Le coup de génie de la pièce est de commencer par un puissant :« Rentrez chez vous », envoyé à la plèbe curieuse : il n’y a rien à voir ! Sous-entendu : qu’est-ce que le destin ? César aujourd’hui triomphe mais demain… Son génie fondamental? Exercer comme aucun autre l’art de la manipulation. Cassius emploie avec Brutus toutes les ressources de la rhétorique pour lui faire prendre la tête de la conjuration ; il doit tuer César pour tuer la tyrannie et, au passage, venger Cassius des  ses frustrations. Ironie tragique : le nom de César lui survit comme titre donné aux tyrans. Manipulation « honorable » : au nom du bien commun, Brutus réussit à calmer la foule indignée. Mais  comme il croit aux lois, il donne la parole à Antoine. Lequel s’empresse de retourner la foule en exhibant la tête et les mains de César, tout en dressant un portrait fielleux de Brutus. Pouvoir vite pris mais vite perdu : Octave, le futur Auguste, « allié » d’Antoine, est en embuscade…

La mise en scène de Pauline Méreuze est d’une remarquable clarté : pas de gras, pas d’ornements, pas de temps perdu. Les costumes à transformations de Lou Delville ont le double mérite de soutenir le rythme de la représentation et d’évoquer la fonction à l’instant T de chaque personnage (six comédiens seulement  sur le plateau), et elle n’a pas cherché à les rendre beaux.
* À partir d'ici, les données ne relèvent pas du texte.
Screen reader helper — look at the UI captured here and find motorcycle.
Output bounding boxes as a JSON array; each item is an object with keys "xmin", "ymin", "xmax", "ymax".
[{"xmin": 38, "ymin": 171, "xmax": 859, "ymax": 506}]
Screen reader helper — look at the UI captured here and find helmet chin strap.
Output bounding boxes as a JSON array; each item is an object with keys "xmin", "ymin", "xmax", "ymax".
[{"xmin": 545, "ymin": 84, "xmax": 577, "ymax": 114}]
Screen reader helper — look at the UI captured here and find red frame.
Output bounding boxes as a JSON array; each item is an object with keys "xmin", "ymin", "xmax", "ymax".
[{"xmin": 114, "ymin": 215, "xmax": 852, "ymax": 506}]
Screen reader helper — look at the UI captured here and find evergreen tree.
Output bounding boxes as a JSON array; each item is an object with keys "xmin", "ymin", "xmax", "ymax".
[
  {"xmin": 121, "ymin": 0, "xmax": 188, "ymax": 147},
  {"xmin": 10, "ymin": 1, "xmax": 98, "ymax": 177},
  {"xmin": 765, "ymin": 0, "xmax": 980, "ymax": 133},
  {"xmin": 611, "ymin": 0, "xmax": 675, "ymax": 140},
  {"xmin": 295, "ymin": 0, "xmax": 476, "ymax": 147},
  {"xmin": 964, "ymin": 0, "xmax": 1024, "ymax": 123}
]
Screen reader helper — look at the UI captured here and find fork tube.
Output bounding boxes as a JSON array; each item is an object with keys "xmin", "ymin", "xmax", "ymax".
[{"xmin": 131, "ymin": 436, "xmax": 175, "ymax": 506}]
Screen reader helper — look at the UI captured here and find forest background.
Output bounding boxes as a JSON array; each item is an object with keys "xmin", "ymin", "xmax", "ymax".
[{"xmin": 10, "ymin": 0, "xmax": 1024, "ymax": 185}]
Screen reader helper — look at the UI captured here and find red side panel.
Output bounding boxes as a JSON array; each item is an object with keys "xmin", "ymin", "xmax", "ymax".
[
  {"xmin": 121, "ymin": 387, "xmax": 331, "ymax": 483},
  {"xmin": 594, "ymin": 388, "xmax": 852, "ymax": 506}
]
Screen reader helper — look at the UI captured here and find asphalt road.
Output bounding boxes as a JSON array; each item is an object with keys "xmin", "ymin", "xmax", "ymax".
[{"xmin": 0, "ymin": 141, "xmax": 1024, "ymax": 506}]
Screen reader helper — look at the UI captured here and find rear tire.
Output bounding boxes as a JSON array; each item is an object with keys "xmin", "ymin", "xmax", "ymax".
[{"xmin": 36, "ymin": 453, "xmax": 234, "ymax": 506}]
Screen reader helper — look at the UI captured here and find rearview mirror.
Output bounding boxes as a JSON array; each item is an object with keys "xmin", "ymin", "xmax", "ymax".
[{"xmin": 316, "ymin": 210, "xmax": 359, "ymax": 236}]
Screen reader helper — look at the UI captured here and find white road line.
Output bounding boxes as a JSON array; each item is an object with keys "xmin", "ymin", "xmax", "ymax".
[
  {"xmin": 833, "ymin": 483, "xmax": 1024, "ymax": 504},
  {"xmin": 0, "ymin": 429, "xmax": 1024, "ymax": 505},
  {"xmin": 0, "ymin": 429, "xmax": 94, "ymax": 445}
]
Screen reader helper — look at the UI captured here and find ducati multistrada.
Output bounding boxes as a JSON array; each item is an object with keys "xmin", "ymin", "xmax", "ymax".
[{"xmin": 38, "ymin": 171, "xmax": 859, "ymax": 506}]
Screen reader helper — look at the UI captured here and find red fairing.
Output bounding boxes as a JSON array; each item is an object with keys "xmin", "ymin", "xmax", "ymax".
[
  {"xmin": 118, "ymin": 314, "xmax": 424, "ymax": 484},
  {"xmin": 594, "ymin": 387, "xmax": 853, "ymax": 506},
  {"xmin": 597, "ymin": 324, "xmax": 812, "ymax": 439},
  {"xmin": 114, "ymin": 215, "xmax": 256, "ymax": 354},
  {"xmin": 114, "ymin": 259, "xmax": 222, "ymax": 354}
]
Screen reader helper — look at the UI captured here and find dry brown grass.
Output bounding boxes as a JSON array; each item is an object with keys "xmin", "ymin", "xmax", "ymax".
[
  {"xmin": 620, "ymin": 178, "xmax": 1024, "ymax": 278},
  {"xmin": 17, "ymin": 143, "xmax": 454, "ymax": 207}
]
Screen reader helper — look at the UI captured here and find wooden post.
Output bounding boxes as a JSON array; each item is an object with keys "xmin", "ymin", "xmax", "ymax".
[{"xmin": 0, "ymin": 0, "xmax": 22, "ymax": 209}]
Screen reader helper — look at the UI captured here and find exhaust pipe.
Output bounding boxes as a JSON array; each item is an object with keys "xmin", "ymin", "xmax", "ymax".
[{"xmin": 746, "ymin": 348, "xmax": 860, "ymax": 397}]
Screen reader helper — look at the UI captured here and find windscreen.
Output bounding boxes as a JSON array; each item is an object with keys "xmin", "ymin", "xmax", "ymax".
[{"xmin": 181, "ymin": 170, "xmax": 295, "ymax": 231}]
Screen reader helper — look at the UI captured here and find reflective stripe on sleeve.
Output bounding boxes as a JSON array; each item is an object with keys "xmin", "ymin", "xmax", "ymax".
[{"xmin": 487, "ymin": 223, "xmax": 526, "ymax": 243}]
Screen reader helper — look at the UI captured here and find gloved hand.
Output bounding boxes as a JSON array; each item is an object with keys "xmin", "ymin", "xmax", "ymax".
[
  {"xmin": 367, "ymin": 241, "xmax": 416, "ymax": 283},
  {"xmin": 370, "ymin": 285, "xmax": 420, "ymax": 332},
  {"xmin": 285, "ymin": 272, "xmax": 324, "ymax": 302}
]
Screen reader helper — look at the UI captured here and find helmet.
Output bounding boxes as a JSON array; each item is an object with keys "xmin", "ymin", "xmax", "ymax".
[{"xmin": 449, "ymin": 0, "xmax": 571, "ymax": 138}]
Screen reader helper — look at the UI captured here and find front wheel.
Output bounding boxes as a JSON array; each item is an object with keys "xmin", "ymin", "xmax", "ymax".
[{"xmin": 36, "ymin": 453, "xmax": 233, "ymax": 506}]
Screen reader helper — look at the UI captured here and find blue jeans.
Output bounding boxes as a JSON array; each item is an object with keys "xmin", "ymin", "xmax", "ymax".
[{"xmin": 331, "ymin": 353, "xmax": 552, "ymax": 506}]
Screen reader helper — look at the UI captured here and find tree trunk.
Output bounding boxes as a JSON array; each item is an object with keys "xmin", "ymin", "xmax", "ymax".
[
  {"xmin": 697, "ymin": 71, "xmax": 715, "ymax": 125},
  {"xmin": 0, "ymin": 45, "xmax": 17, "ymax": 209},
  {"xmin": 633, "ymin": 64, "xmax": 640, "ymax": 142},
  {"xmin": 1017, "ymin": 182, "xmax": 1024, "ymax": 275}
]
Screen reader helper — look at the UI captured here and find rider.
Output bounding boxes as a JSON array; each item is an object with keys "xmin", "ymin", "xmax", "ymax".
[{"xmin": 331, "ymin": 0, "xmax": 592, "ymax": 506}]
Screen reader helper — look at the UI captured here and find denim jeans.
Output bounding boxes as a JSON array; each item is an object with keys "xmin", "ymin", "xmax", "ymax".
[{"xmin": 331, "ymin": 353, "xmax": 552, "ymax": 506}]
En deux secondes, un tissu rouge devient flaque de sang ou pourpre impériale. Tout est bien pensé, va droit au but et à l’essentiel… On fera quand même la grimace sur un point : l’articulation de certains comédiens. C’est surtout dommage pour le grand discours d’Antoine : on aimerait pouvoir se délecter de ce chef-d’œuvre de perfidie, ce modèle de conquête de l’opinion. Allez, une autre petite grimace : les personnages féminins, justes, bien vus mais tellement resserrés que l’on n’a pas le temps de les suivre. Peut-être le prix à payer pour la rapidité et l’efficacité politique de l’ensemble? La compagnie de Pauline Méreuze s’est baptisée: Mangeront-ils ? en hommage à Victor Hugo et à sa pièce de son Théâtre en liberté écrit en exil ; on pense aussi aux conditions de vie des artistes… À  suivre dans la région de Reims où elle s’est installée. En attendant, ce Jules César nous a mieux que bien nourris.

 Christine Friedel

 Spectacle vu le 1er juillet, Théâtre Artistic-Athévains,  45 rue Richard Lenoir, Paris (XIème).